Meeting News Coverage

Results of surgery for spondylotic myelopathy unaffected by diabetes, study finds

CHICAGO — Diabetes does not appear to impact the outcomes of surgery for patients undergoing treatment of symptomatic spondylotic myelopathy , according to a study presented here at the 2011 Annual Meeting of the North American Spine Society .

“If diabetic patients come in with myelopathy and you are hesitant to operate on them because they have diabetes, you should consider those patients could do just as well [as patients without diabetes] and have significant improvements,” study investigator Paul M. Arnold, MD, said during his presentation. “We recommend surgical management, all other things being equal.”

Arnold and his team performed a multicenter, controlled cohort study of 278 patients from 12 centers who displayed clinically symptomatic cervical spondylotic myelopathy.
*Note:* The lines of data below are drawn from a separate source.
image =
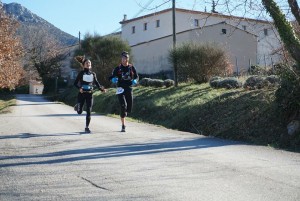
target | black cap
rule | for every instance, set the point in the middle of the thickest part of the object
(125, 54)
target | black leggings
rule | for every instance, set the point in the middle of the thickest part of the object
(88, 99)
(126, 102)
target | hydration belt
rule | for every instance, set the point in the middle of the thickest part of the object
(87, 88)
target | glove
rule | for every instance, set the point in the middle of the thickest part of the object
(134, 82)
(114, 80)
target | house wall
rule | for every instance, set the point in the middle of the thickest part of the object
(152, 57)
(150, 48)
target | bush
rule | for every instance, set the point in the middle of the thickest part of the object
(144, 82)
(169, 82)
(147, 82)
(258, 82)
(156, 83)
(288, 94)
(228, 83)
(199, 62)
(255, 82)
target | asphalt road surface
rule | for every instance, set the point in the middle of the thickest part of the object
(44, 155)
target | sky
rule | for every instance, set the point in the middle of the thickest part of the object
(97, 16)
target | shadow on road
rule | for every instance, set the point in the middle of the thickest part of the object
(128, 150)
(31, 135)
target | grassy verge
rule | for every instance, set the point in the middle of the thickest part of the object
(6, 100)
(236, 114)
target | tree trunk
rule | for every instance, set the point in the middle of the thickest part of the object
(285, 29)
(295, 9)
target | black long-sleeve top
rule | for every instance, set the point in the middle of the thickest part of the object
(125, 75)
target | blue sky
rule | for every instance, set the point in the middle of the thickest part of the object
(96, 16)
Arnold reported that 42 of these patients (15%) had diabetes.

Using outcome measures including a modified Japanese Orthopedic Association score (mJOA), Nurick Score, SF36v2 and the Neck Disability Index, Arnold and colleagues ran a comparison between patients with diabetes and those who did not have the condition.

 Paul M. Arnold, MD
Paul M. Arnold

The investigators noted that patients with diabetes were older, less likely to smoke and more likely to be on social security. They also presented with a higher Nurick Grade than those without diabetes (4.4 versus 4.1). However, Nurick said that the investigators found no differences between the groups for preoperative mJOA and SF36v2 scores.
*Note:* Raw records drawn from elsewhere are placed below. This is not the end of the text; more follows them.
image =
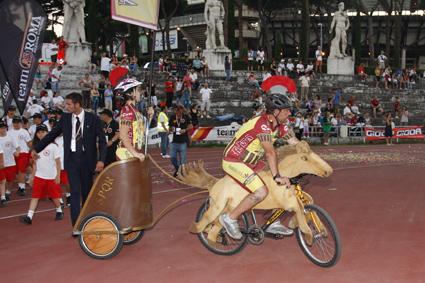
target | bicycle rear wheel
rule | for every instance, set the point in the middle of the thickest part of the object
(224, 244)
(325, 249)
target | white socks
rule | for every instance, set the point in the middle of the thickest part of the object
(30, 214)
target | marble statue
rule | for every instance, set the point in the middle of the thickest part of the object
(341, 24)
(73, 25)
(214, 17)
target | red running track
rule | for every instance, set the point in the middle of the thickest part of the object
(375, 196)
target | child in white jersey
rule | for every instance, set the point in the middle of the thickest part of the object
(45, 178)
(23, 138)
(10, 150)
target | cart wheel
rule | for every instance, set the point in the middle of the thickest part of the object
(104, 244)
(133, 237)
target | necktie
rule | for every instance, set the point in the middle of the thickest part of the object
(78, 130)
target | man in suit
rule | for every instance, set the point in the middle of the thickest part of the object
(83, 137)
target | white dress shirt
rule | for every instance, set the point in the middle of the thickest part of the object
(74, 133)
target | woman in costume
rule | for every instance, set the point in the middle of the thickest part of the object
(133, 125)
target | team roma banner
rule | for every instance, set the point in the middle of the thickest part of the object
(407, 132)
(142, 13)
(22, 26)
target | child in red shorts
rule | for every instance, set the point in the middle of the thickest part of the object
(23, 138)
(8, 173)
(45, 178)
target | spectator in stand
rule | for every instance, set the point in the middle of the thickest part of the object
(361, 72)
(46, 100)
(250, 60)
(404, 120)
(305, 86)
(326, 127)
(206, 100)
(397, 107)
(310, 69)
(194, 78)
(317, 103)
(108, 94)
(163, 130)
(290, 68)
(180, 124)
(378, 75)
(35, 108)
(105, 65)
(133, 64)
(228, 67)
(95, 96)
(57, 101)
(336, 99)
(376, 107)
(205, 68)
(112, 135)
(389, 125)
(252, 80)
(281, 67)
(347, 110)
(319, 59)
(169, 91)
(387, 77)
(382, 59)
(86, 84)
(300, 68)
(261, 57)
(273, 68)
(197, 65)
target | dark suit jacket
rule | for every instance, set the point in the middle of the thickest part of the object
(92, 135)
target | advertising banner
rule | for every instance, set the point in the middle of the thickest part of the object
(142, 13)
(22, 26)
(407, 132)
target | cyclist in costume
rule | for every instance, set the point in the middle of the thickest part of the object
(133, 125)
(253, 141)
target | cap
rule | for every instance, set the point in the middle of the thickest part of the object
(16, 119)
(41, 127)
(37, 115)
(106, 112)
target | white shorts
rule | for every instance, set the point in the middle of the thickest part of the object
(205, 105)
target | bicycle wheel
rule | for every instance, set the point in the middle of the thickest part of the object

Ultimately, Arnold noted, that patients with diabetes exhibited improvement just as significant as those without diabetes during a span of 12 months. Adjusting for numerous baseline characteristics, he added, did not affect the stability of the findings.

Reference:
  • Kopjar B, Arnold P, Fehlings M, et al. Impact of diabetes on symptoms and treatment outcomes in patients with cervical spondylotic myelopathy: The results of the AOSPine North America multicenter prospective study. Paper #129. Presented at the 2011 Annual Meeting of the North America Spine Society. Nov. 2-5. Chicago.
  • Disclosure: Arnold has a private investment in Z-plasty. He is also a consultant for Stryker Spine, Theken Spine, Fziomed, K2M, Medtronic, AOSpine North America and ApaTech. He is on the Board of Directors for AOSpine North America.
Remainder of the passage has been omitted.